Kirk Chisholm has started 2 posts and replied 41 times.

Post: Ran Out of Investment Cash - Going for the Retirement Accts

Kirk ChisholmPosted
  • Professional
  • Lexington, MA
  • Posts 45
  • Votes 6

Michael Campbell, There are many rules outlined by the IRS and there are many exceptions to those rules, and there are exceptions to those exceptions. The "sweat equity" issue is clearly defined by the IRS. I would not mess with it. There is no grey area there. However once you understand what the rules are, you can structure your investments around them so they are compliant.

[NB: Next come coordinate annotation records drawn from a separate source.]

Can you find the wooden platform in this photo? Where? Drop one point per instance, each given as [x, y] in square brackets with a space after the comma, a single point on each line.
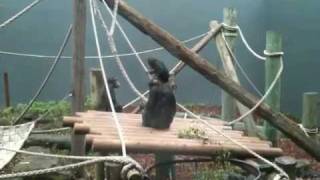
[101, 135]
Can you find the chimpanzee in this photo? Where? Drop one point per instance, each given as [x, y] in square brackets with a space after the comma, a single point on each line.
[161, 105]
[113, 84]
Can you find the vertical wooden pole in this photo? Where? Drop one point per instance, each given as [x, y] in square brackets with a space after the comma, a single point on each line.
[78, 53]
[79, 28]
[99, 100]
[310, 112]
[97, 90]
[6, 89]
[272, 65]
[228, 102]
[165, 171]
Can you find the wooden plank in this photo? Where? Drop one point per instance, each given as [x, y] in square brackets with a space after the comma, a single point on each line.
[114, 145]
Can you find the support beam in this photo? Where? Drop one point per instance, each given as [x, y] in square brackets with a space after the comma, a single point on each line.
[6, 90]
[79, 28]
[212, 74]
[228, 65]
[228, 103]
[272, 66]
[310, 112]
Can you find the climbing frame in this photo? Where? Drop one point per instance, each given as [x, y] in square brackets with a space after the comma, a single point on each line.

Both Will Barnard and Jon Holdman mentioned one possible way to tackle the issue.

While there might be some creative ways to accomplish what you are trying to do, I cannot give individual advice beyond this on a forum post due to my firms compliance rules.

Kirk Chisholm

Post: New Member, Wealth Manager from Lexington, MA

Kirk ChisholmPosted
  • Professional
  • Lexington, MA
  • Posts 45
  • Votes 6

Justin Silverio , my firm is is an RIA (Registered Investment Advisor). We are not affiliated with a broker so we do not sell product. We are a fee-only advisor. Meaning we only get paid from our clients. This allows us to be 100% biased to our clients.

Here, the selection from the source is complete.